Google's quantum computer reduces error rates, hits new 'milestone'

Search engine giant Google has reached a major "milestone" in its ambitious plan to build a commercially viable quantum computer. It has succeeded in reducing the error rate of calculation error rate calculation in its quantum computers, which paves the way to building quantum computers that can solve real-world problems.

Google's announcement comes at a time when the company is struggling to demonstrate its capabilities in the artificial Intelligence (AI) domain. At the same time, OpenAI hogs the limelight with its conversational chatbot, ChatGPT. Amidst whispers of whether the company has lost its edge, Google has shown little but significant improvements in error correction in its quantum computer.

How error correction can help build better quantum computers

At the core of the processor in a quantum computer are quantum bits or qubits that can perform calculations much faster than any known computer. However, like conventional computers, qubits can also make errors, but correcting them is difficult.

A regular computer can store copies of information in special error correction bits. However, the qubits are in a superposition, meaning that qubits can be a mixture of two states, unlike regular bits that occupy either a 0 or a 1 state. Observing or trying to measure the state also collapses the state's wave function, which means that the qubit is no longer in that state.

To solve this problem, physicists are using a logical qubit, a collection of many physical qubits that can be used by the machine to correct errors. More physical qubits are added to the processor to increase the accuracy of the logical qubit.

Google used this approach on its third-generation Sycamore quantum processor, which has 53 qubits. The team has demonstrated that using 17 physical qubits could help recover one error at a time. By increasing this number to 49, two errors could be dealt with simultaneously. Doing so brought down the error rate from 3.028 percent to 2.914 percent, New Scientist said in its report.

While this might not sound like a lot, it paves the way for scaling up quantum computers since they will become fault-tolerant. The logical next step would be to increase the number of qubits. However, that is currently impossible due to the limitations of the current hardware design.

A leap in the hardware design is needed to carry out the next step, which will eventually lead to a quantum computer with 1 million physical qubits and 1,000 logical ones. Google hopes this can be achieved by the end of the decade.

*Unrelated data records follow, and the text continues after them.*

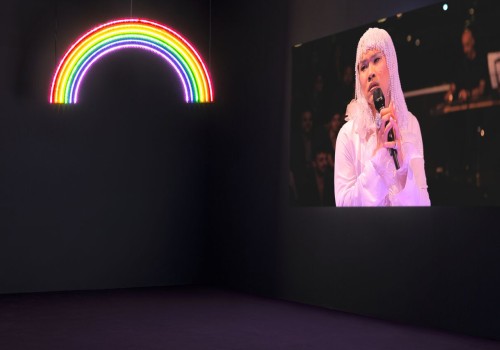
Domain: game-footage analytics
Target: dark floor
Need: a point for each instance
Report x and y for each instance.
(200, 318)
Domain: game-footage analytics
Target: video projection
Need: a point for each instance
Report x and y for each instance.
(448, 57)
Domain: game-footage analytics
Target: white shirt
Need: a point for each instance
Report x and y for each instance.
(364, 179)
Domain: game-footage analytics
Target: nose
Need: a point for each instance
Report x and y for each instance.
(371, 76)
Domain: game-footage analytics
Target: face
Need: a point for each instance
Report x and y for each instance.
(373, 73)
(335, 122)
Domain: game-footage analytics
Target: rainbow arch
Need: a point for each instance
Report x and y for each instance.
(131, 33)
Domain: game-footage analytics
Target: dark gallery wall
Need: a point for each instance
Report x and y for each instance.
(434, 267)
(109, 193)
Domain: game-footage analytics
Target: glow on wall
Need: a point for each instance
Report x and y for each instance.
(138, 34)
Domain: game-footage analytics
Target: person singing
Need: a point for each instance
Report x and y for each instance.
(365, 172)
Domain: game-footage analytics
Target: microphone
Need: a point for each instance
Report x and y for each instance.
(379, 101)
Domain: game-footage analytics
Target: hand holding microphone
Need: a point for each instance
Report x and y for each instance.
(379, 102)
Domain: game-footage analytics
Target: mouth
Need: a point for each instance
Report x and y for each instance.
(372, 86)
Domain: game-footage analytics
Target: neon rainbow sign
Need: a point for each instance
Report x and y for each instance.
(131, 33)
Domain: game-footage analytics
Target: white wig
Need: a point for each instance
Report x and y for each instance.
(359, 110)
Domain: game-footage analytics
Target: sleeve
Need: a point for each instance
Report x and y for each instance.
(351, 189)
(412, 181)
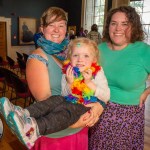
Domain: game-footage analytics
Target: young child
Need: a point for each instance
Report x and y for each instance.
(83, 82)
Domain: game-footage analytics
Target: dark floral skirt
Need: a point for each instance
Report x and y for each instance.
(120, 127)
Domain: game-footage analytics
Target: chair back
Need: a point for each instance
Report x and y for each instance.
(19, 55)
(25, 56)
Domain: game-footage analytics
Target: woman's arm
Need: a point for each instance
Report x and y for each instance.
(102, 91)
(144, 96)
(37, 77)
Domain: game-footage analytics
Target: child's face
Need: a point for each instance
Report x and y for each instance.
(82, 57)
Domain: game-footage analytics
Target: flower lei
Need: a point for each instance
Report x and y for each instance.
(81, 93)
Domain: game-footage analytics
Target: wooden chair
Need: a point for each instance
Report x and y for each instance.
(21, 89)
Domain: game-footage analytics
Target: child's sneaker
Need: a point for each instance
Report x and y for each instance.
(26, 130)
(5, 107)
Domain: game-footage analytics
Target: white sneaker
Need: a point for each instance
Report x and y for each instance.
(5, 107)
(26, 130)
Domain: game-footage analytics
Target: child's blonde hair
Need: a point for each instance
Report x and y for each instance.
(83, 41)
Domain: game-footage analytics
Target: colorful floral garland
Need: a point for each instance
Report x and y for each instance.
(81, 93)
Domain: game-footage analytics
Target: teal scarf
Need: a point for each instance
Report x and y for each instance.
(52, 48)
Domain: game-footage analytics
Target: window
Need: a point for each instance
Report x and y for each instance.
(142, 7)
(94, 13)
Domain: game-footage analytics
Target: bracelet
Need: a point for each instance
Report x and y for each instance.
(102, 103)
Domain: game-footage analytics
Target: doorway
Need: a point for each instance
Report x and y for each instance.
(3, 41)
(5, 37)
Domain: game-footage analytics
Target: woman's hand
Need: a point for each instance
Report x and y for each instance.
(84, 119)
(144, 96)
(96, 111)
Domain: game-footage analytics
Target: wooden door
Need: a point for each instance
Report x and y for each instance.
(3, 44)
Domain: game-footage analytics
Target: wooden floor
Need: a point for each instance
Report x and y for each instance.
(10, 142)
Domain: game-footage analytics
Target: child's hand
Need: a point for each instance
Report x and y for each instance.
(96, 111)
(87, 75)
(69, 75)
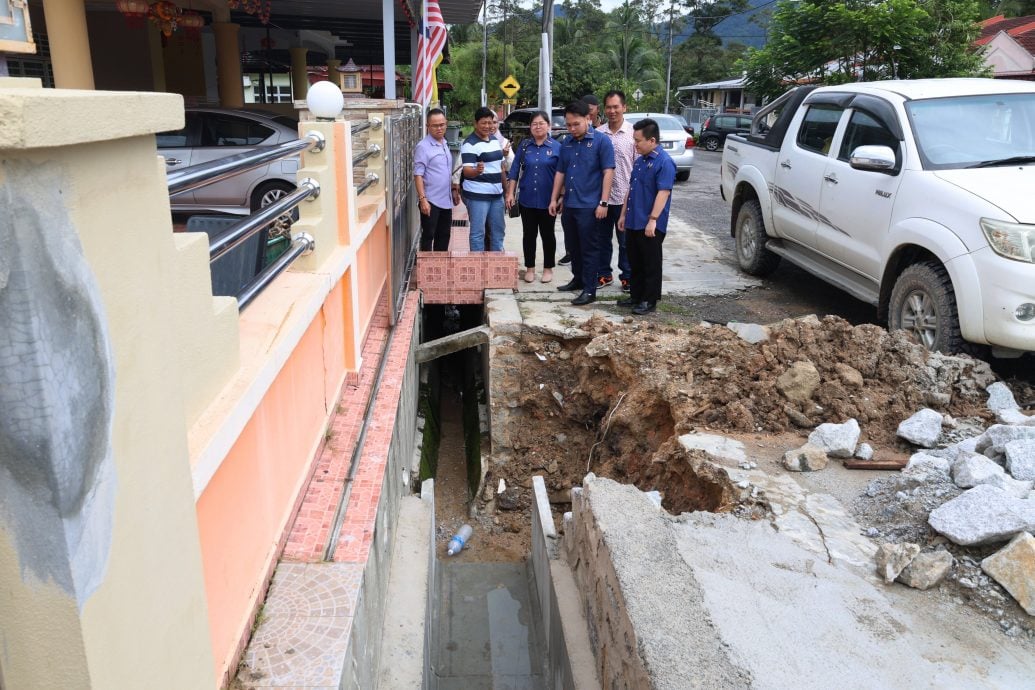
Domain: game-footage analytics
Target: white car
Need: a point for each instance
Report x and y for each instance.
(915, 196)
(675, 140)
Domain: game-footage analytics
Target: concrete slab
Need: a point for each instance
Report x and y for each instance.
(756, 594)
(561, 319)
(403, 633)
(488, 635)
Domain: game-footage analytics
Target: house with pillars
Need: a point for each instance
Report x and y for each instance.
(164, 452)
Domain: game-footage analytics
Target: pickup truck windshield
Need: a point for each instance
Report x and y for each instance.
(965, 131)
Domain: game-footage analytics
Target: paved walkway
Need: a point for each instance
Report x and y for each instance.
(692, 265)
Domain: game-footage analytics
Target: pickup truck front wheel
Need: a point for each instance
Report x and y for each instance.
(923, 303)
(749, 234)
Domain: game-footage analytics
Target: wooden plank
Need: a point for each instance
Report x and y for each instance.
(875, 465)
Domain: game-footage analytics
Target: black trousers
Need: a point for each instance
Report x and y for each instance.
(436, 229)
(645, 260)
(538, 222)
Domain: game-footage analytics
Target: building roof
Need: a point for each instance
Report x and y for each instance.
(1022, 29)
(939, 88)
(727, 85)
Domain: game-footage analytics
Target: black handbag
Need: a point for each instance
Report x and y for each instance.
(520, 158)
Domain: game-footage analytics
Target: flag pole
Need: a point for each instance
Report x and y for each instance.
(484, 50)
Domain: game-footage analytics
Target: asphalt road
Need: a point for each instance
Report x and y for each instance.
(788, 292)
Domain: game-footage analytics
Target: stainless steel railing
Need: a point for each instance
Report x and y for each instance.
(300, 245)
(363, 126)
(242, 230)
(216, 171)
(373, 150)
(372, 179)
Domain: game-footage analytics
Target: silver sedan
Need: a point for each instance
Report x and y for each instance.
(212, 132)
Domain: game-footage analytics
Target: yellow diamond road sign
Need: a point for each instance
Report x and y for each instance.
(509, 86)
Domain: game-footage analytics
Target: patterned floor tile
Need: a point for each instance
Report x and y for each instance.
(303, 633)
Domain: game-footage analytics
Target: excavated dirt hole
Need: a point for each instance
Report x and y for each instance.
(616, 402)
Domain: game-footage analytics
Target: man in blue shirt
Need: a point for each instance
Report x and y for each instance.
(645, 216)
(482, 182)
(432, 163)
(584, 176)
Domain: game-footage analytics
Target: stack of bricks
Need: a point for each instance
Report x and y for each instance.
(462, 277)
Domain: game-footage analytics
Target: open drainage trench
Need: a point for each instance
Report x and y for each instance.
(615, 402)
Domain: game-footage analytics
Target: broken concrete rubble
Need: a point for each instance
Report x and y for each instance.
(749, 332)
(983, 515)
(1014, 418)
(695, 621)
(921, 466)
(926, 570)
(971, 470)
(1001, 397)
(1013, 567)
(836, 440)
(1021, 458)
(892, 559)
(997, 436)
(806, 458)
(922, 428)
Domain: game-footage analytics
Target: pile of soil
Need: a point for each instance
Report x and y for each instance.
(616, 402)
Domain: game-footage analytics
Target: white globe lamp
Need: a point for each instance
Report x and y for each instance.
(324, 100)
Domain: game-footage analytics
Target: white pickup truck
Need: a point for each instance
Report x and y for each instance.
(917, 197)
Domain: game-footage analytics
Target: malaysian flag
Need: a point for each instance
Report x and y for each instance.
(433, 39)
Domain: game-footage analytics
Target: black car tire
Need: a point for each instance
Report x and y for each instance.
(266, 193)
(924, 303)
(749, 238)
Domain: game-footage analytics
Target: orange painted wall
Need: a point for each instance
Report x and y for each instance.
(333, 337)
(246, 507)
(372, 268)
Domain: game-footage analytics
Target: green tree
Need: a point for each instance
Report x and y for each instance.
(833, 41)
(1007, 7)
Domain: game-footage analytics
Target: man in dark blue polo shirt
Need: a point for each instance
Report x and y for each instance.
(584, 176)
(645, 216)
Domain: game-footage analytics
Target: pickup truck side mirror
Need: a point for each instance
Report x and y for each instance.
(876, 158)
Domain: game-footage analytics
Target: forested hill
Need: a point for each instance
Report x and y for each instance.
(738, 29)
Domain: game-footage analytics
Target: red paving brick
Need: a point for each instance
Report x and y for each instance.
(311, 530)
(461, 276)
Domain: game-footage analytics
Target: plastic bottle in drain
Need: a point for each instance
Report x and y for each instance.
(459, 540)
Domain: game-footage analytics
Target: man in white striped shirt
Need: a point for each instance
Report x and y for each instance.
(482, 182)
(620, 131)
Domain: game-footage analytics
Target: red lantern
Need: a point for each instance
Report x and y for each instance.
(167, 16)
(191, 23)
(135, 11)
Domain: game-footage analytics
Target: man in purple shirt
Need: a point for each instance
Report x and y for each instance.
(432, 172)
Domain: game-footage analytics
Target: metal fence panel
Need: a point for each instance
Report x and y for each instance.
(403, 131)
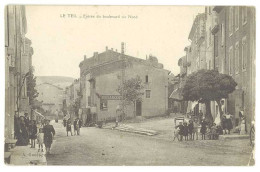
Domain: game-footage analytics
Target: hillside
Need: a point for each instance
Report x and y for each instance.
(60, 81)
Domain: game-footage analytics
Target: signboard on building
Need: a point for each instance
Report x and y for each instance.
(111, 97)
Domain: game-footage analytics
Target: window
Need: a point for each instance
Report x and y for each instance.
(231, 18)
(244, 53)
(230, 60)
(244, 15)
(146, 78)
(209, 36)
(89, 101)
(94, 84)
(147, 93)
(237, 58)
(215, 45)
(236, 18)
(222, 34)
(103, 104)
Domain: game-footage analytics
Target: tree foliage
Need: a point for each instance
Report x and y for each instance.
(208, 85)
(131, 90)
(32, 93)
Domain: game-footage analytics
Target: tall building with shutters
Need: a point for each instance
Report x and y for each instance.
(101, 75)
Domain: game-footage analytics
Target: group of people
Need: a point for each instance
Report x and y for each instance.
(76, 124)
(26, 132)
(188, 130)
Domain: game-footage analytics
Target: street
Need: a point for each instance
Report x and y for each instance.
(97, 146)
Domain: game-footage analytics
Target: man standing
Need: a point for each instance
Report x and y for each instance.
(200, 116)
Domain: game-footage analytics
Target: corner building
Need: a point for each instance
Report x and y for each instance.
(101, 75)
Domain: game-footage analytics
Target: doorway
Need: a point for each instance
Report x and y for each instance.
(138, 108)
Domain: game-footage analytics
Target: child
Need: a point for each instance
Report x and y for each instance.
(203, 129)
(214, 134)
(180, 128)
(32, 132)
(40, 139)
(196, 129)
(185, 131)
(191, 128)
(176, 133)
(68, 127)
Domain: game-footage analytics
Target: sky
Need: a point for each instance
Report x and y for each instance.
(60, 41)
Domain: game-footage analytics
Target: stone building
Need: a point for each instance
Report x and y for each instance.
(235, 47)
(18, 57)
(101, 75)
(51, 97)
(229, 47)
(70, 97)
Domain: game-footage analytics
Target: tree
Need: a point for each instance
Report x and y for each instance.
(131, 91)
(208, 85)
(32, 93)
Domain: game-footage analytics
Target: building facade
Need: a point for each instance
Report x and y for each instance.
(18, 56)
(236, 30)
(51, 97)
(103, 73)
(230, 49)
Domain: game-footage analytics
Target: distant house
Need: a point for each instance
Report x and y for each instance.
(51, 96)
(101, 75)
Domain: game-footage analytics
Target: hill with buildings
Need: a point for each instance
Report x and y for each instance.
(59, 81)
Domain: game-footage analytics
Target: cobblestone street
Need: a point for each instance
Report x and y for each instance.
(109, 147)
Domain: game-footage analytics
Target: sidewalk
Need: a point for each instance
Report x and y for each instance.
(24, 155)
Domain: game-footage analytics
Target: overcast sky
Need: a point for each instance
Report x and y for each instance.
(60, 43)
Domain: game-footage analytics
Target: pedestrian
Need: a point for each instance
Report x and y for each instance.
(32, 132)
(16, 124)
(64, 122)
(77, 126)
(180, 128)
(200, 116)
(176, 133)
(22, 133)
(191, 129)
(203, 128)
(185, 131)
(40, 138)
(196, 129)
(49, 132)
(229, 122)
(213, 132)
(68, 127)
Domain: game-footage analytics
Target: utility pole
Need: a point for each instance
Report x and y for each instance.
(123, 74)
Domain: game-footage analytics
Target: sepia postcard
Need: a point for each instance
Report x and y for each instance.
(129, 85)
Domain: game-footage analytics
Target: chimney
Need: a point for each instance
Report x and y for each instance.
(122, 48)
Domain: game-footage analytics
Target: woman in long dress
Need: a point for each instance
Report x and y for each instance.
(49, 132)
(229, 122)
(22, 133)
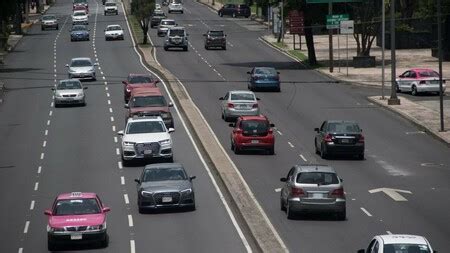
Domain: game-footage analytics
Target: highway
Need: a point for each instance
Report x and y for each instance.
(398, 155)
(46, 151)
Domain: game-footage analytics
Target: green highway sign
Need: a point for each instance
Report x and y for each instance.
(333, 21)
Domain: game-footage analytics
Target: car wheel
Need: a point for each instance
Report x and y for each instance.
(414, 91)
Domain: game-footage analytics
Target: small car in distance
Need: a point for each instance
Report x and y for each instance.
(114, 32)
(136, 81)
(77, 218)
(215, 38)
(419, 81)
(82, 68)
(393, 243)
(252, 133)
(165, 185)
(79, 32)
(312, 188)
(49, 21)
(341, 137)
(237, 103)
(264, 78)
(69, 91)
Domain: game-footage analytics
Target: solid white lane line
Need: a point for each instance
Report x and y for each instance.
(366, 212)
(130, 220)
(27, 225)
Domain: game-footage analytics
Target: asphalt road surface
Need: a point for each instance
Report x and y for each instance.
(46, 151)
(398, 155)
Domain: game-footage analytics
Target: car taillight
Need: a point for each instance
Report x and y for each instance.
(328, 138)
(337, 193)
(297, 192)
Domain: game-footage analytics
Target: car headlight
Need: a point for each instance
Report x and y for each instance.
(165, 142)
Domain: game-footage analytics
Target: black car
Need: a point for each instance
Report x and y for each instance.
(339, 137)
(79, 32)
(165, 185)
(235, 10)
(215, 39)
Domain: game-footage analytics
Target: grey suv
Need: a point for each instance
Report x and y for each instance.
(176, 38)
(312, 188)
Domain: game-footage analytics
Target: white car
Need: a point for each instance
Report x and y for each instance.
(80, 18)
(146, 138)
(114, 32)
(398, 243)
(111, 7)
(175, 7)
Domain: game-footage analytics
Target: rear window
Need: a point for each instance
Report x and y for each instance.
(320, 178)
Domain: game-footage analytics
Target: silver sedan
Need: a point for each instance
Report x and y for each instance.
(239, 103)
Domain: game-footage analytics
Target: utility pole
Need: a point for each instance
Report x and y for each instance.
(441, 93)
(393, 100)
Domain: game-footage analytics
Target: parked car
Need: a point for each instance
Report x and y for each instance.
(176, 38)
(164, 26)
(341, 137)
(77, 218)
(136, 81)
(114, 32)
(394, 243)
(69, 91)
(149, 102)
(215, 38)
(49, 21)
(252, 133)
(165, 185)
(79, 32)
(237, 103)
(82, 68)
(419, 81)
(313, 189)
(264, 78)
(146, 138)
(235, 10)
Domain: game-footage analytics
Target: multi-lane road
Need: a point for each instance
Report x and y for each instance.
(47, 150)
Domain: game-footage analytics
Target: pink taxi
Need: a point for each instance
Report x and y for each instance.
(77, 217)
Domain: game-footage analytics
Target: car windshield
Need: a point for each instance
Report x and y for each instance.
(148, 101)
(429, 74)
(242, 96)
(266, 71)
(81, 63)
(69, 85)
(406, 248)
(76, 207)
(163, 174)
(216, 33)
(320, 178)
(343, 127)
(144, 127)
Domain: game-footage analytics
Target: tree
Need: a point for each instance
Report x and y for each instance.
(142, 10)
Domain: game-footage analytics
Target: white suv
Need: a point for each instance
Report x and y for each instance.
(146, 138)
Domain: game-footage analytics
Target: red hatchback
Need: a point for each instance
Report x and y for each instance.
(135, 81)
(252, 132)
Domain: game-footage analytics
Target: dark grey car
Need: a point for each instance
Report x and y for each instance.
(165, 185)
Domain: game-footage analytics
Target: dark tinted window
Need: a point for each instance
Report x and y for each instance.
(321, 178)
(76, 207)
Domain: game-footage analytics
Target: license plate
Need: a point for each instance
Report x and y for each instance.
(167, 199)
(76, 237)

Google's findings were published in the journal Nature.

Abstract

Practical quantum computing will require error rates well below those achievable with physical qubits. Quantum error correction1,2 offers a path to algorithmically relevant error rates by encoding logical qubits within many physical qubits, for which increasing the number of physical qubits enhances protection against physical errors. However, introducing more qubits also increases the number of error sources, so the density of errors must be sufficiently low for logical performance to improve with increasing code size. Here we report the measurement of logical qubit performance scaling across several code sizes, and demonstrate that our system of superconducting qubits has sufficient performance to overcome the additional errors from increasing qubit number. We find that our distance-5 surface code logical qubit modestly outperforms an ensemble of distance-3 logical qubits on average, in terms of both logical error probability over 25 cycles and logical error per cycle ((2.914 ± 0.016)% compared to (3.028 ± 0.023)%). To investigate damaging, low-probability error sources, we run a distance-25 repetition code and observe a 1.7 × 10−6 logical error per cycle floor set by a single high-energy event (1.6 × 10−7 excluding this event). We accurately model our experiment, extracting error budgets that highlight the biggest challenges for future systems. These results mark an experimental demonstration in which quantum error correction begins to improve performance with increasing qubit number, illuminating the path to reaching the logical error rates required for computation.